Unraveling the synergistic role of oxygen vacancy and Co dual-site pairs in MOFs-derived defect-engineered Co3O4 catalysts with a hollow architecture for photothermal OVOCs degradation: Formation of reactive oxygen species

Abstract

Herein, we developed a solvent regulation strategy with dual organic ligands to synthesize a series of Co-MOF-74 isomer derivatives as model materials that were investigated the formation of reactive oxygen species (ROS) and photothermal OVOCs (methanol, acetone and ethyl acetate) degradation. As a result, the defect-engineered Co3O4-DIW-100 with hollow microsphere synthesized under an equivalent volume ratio of N, N-dimethylformamide (DMF), isopropanol and H2O, can efficiently improve the photothermal catalytic conversions for methanol (97 %), acetone (96 %) and ethyl acetate (93 %) oxidation under Xenon lamp irradiation, compared with unremarkable Co3O4-M catalyst. Thanks to its hollow architecture, the optimal Co3O4-DIW-100 possessed the enhanced low-temperature redox capability and more exposed Co3+ and VO sites. Furthermore, DFT and EPR results revealed that the VO and Co dual-site pairs at surrounding structural defects synergistically participated in the generation of abundant ROS (O2−) through a specific O2 activation configuration (Co2+=O–O–Co3+).

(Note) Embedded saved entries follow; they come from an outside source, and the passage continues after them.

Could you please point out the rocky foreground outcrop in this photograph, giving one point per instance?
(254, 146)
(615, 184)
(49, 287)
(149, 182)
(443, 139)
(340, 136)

Meanwhile, light irradiation could induce the separation and transfer of charge carriers to accelerate the formation of O2−. The superior absorption of visible light derived from the narrow Eg value on Co3O4-DIW-100 can boost a higher light-driven temperature to perform the photothermal OVOCs oxidation. The formation and transformation of sectional key reaction intermediates, such as CH3COOH, CH3OH and HCOOH, were accurately identified and investigated by in-situ DRIFTS results on the methanol, acetone and ethyl acetate oxidation.